Making Response Plots with Maxnet

By Laura Duncan
May 1, 2017

Maxnet is an R package that for fitting Maxent species distribution models using the R package glmnet, rather than outsourcing to the Maxent java application. The Maxnet package was released recently (February 11, 2017, paper forthcoming by Phillips et al. in Ecography). In order to actually map species distribution models, the maxnet package will require developments such as incorperating a linkage between the Maxnet package and dismo. However, Maxnet can produce valuable response plots for maxent models within R. This tutorial shows how to bring together a species occurrence dataset with environmental predictor values in order to find response plots using maxnet.

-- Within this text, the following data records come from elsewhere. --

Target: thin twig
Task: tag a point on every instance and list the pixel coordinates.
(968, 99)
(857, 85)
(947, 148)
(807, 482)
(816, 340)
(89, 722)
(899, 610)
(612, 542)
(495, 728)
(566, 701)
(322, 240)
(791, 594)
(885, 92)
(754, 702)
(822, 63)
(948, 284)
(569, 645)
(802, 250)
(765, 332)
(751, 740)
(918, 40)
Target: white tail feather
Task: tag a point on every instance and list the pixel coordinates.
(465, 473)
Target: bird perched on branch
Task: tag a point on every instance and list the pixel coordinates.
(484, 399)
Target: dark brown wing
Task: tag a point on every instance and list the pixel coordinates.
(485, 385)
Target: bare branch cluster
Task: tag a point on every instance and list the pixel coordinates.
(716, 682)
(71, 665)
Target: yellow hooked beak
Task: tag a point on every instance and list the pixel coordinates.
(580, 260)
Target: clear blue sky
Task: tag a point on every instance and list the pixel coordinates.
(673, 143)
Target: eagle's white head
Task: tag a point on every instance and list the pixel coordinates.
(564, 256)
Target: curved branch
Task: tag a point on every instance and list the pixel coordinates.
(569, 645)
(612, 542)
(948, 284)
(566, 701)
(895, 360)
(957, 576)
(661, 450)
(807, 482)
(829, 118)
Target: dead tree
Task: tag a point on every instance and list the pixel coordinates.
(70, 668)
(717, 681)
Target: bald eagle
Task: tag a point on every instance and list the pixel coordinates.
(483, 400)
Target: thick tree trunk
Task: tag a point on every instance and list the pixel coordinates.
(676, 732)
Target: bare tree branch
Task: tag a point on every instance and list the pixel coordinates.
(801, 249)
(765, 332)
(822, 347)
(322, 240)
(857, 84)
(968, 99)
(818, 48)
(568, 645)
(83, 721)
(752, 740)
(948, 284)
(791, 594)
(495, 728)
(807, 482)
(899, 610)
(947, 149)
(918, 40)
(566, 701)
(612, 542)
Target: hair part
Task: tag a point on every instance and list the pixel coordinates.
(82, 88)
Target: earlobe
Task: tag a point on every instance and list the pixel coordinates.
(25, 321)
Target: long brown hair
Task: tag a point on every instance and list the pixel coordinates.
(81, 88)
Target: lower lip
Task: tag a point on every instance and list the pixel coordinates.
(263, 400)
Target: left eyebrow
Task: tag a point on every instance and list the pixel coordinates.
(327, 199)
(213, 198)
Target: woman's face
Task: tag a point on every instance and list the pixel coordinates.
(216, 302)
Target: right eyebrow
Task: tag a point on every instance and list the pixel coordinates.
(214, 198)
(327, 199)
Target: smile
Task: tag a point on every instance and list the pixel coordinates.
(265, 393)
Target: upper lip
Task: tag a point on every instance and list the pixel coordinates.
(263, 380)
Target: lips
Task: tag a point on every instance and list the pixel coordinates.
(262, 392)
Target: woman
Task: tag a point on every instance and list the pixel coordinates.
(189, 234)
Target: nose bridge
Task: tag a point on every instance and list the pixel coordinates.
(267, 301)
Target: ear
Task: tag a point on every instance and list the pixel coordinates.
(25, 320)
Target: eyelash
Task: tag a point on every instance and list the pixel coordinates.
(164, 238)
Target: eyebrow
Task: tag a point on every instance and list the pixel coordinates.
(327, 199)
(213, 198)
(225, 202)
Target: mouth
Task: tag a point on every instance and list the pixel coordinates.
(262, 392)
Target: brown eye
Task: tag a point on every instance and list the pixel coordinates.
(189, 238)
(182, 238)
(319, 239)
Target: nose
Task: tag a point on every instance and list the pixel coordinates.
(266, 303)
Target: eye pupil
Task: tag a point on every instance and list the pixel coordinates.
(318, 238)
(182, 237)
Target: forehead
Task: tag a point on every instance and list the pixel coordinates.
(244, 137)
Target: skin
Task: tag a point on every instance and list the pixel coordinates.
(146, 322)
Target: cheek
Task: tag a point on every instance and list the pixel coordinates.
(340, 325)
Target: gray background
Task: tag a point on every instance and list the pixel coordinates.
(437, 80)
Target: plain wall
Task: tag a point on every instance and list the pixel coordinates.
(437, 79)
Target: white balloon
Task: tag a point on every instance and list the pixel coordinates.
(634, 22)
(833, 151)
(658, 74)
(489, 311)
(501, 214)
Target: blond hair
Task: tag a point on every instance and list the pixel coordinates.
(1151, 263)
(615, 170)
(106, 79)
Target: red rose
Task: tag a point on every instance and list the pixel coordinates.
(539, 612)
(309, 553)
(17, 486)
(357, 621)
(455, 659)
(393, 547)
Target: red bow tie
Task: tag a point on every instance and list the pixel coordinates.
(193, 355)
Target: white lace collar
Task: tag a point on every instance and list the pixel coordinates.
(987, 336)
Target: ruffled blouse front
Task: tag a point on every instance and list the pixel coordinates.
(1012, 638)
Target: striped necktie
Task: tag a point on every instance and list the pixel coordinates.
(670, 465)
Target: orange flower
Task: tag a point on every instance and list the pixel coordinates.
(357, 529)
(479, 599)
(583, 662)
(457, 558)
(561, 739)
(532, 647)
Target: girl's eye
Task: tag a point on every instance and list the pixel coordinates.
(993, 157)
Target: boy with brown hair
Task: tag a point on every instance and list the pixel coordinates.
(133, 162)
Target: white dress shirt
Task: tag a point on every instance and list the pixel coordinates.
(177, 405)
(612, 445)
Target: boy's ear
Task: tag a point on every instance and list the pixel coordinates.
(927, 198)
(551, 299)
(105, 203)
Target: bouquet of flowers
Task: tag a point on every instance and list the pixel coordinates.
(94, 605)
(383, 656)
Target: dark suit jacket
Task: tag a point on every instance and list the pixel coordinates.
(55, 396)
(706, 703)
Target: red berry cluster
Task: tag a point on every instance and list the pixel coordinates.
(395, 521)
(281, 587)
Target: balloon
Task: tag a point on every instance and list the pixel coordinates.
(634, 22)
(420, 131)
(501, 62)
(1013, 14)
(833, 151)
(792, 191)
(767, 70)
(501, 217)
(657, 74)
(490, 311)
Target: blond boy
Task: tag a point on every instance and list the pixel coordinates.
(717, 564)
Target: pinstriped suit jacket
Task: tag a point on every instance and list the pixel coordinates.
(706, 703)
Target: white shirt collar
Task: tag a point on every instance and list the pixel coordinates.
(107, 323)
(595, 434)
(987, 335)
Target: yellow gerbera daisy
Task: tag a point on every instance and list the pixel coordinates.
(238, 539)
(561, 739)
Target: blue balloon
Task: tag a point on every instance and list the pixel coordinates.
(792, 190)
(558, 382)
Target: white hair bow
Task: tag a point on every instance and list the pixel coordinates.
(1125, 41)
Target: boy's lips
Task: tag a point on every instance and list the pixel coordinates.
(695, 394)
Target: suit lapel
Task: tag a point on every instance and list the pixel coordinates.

First, we will be needing the following packages. If they are not installed, you will need to click the “install packages” icon under the packages tab in Rstudio and install them.

library(raster)
library(rgdal)
library(maps)
library(mapdata)
library(BIEN)
library(dismo)
library(rJava)
library(maptools)
library(jsonlite)
library(glmnet)
library(maxnet)

Next, we need to import climate data for our predictor variables. I used bioclimatic predictor data from WorldClim (http://worldclim.org, Hijmans et al. 2005). The WorldClim dataset has obtained current climate information at high resolution and predicted the future climate incorperating climate change using machine learning algorithms. Here, we access the WorldClim dataset at a resolution of 2.5 arcseconds of latitude and longitude. We can then trim down the environmental data to encompass only the variables and geographic area we are interested in stuyding, so I trimmed the data to contain only variables pertaining to precipitation or temperature, in the continental United States.

#get data
#current environmental data from Worldclim
currentEnv=getData("worldclim", var="bio", res=2.5)
#predictions for 2070
futureEnv=getData('CMIP5', var='bio', res=2.5, rcp=85, model='HE', year=70)
names(futureEnv)=names(currentEnv)
#limit bioclimactic predictors
currentEnv=dropLayer(currentEnv, c("bio2", "bio3", "bio4", "bio10", "bio11", "bio13", "bio14", "bio15" ))
futureEnv=dropLayer(futureEnv, c("bio2", "bio3", "bio4", "bio10", "bio11", "bio13", "bio14", "bio15" ))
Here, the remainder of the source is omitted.